Antigen-specific targeting of immune system offers treatment approach to improve efficacy of biologic drugs

Selecta Biosciences, Inc., a clinical-stage biopharmaceutical company developing targeted antigen-specific immune therapies for rare and serious diseases, announced today that Nature Nanotechnology has published an article that presents preclinical results from Selecta's research which demonstrate the broad potential applicability of Selecta's novel immune tolerance platform. Details that elucidate the mechanism of action of the company's immune tolerance therapy, SVP-Rapamycin (SEL-110), were also shown. Data in the publication support the Company's lead clinical program, showing Selecta's SVP-Rapamycin (SEL-110) induces antigen-specific immune tolerance and mitigates the formation of anti-drug antibodies (ADAs) to biologic drugs, including pegsiticase (for gout) and adalimumab (for rheumatoid arthritis).

"Undesired immune responses affect both the efficacy and safety of marketed biologic therapies and the development of otherwise promising new technologies. Selecta's SVP platform positions the company to enhance biologic therapy and to advance a pipeline of proprietary products that meet the therapeutic needs of patients with rare and serious diseases," said Werner Cautreels, PhD,Chairman of the Board, CEO and President of Selecta Biosciences. "This publication in Nature Nanotechnology highlights the mechanism by which Selecta's proprietary nanoparticles induce lasting antigen-specific tolerance. We believe that SVP-Rapamycin has the potential to mitigate ADAs against a broad range of biologic therapies."

In the Nature Nanotechnology journal article, Selecta presents validation of the immune tolerance mechanism of action of the company's technology, demonstrating that poly(lactic-co-glycolic acid) (PLGA) nanoparticles encapsulating rapamycin, but not free rapamycin, are capable of inducing durable immunological tolerance to co-administered proteins. This robust immune tolerance is characterized immunologically by: (1) induction of tolerogenic dendritic cells; (2) an increase in regulatory T cells; (3) reduction in B cell activation and germinal center formation; and (4) inhibition of antigen-specific hypersensitivity reactions.

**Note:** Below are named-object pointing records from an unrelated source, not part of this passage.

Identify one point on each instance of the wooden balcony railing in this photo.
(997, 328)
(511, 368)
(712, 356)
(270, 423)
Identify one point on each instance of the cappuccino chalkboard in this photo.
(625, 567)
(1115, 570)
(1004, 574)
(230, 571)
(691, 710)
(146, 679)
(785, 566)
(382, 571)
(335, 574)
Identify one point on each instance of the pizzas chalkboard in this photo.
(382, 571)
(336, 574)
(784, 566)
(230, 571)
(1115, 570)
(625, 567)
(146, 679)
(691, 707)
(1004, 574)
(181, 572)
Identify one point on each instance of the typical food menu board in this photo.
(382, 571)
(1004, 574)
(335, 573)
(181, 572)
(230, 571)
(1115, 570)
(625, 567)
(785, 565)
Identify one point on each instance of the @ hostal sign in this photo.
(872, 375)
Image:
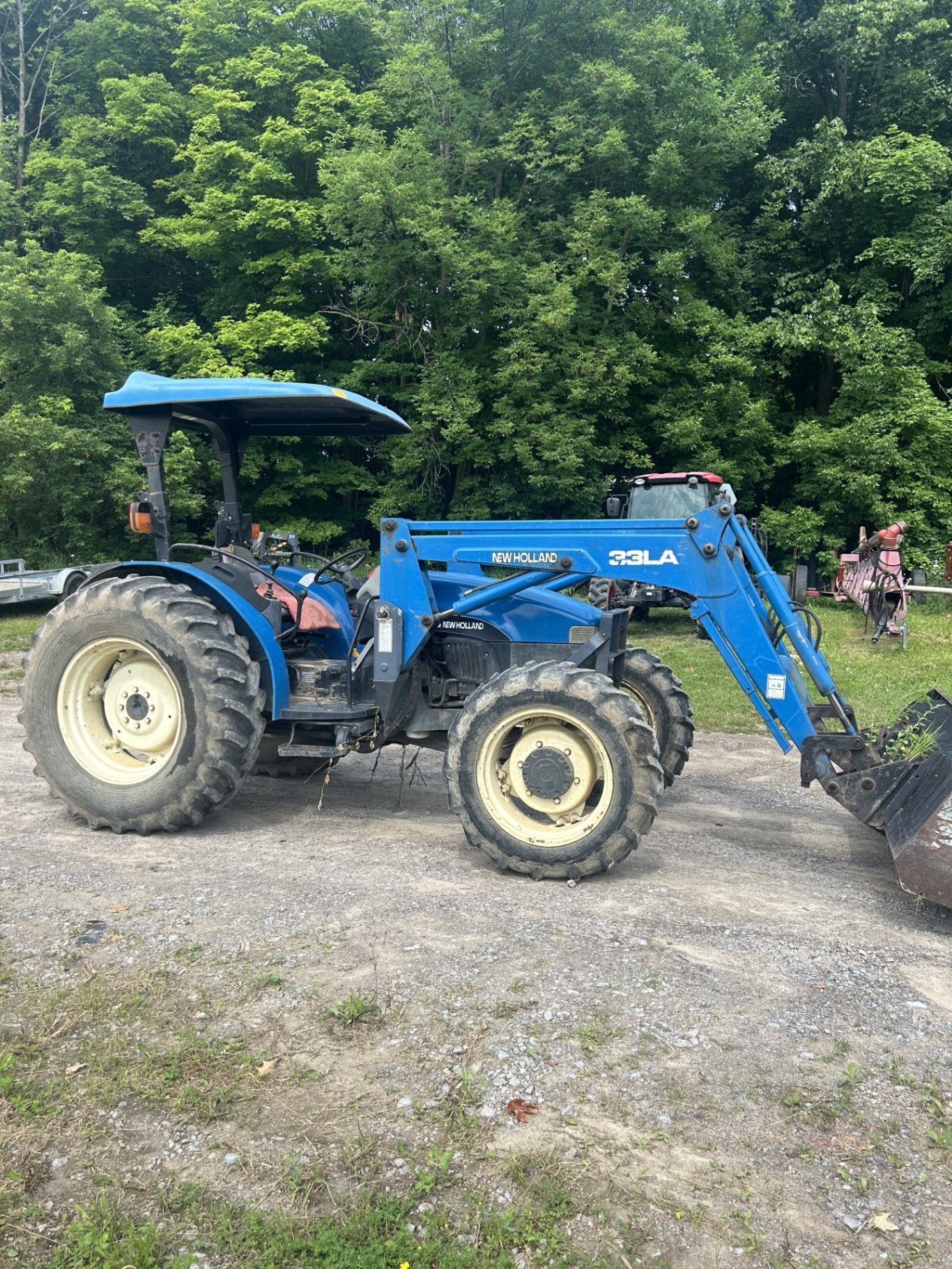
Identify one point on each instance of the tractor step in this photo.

Data presented in the journal article support the Company's clinical lead program in gout, showing that intravenous co-administration of tolerogenic nanoparticles with pegylated uricase inhibited the formation of ADAs in mice and nonhuman primates and normalized serum uric acid levels in uricase-deficient mice. Underscoring the broad potential of the approach, results additionally show that subcutaneous co-administration of nanoparticles with adalimumab durably inhibited ADAs, resulting in normalized pharmacokinetics of the anti-TNFα antibody and protection against arthritis in TNFα transgenic mice.

In the published research, the induction of specific immune tolerance by SVP-Rapamycin (SEL-110) versus chronic immune suppression is supported by the findings that: (1) antigen must be co-administered at the time of SVP-Rapamycin (SEL-110) treatment; (2) immune tolerance is durable to many challenges of antigen alone; (3) animals tolerized to a specific antigen are capable of responding to an unrelated antigen, meaning that SVP-Rapamycin (SEL-110) does not induce a broad immune suppression; and (4) activation of naïve T cells is inhibited when adoptively transferred into previously tolerized mice. In contrast, daily administration of free rapamycin, at five times the total weekly rapamycin dose as that administered in the SVP-Rapamycin, was observed to transiently suppress the immune response, but did not induce durable immunological tolerance.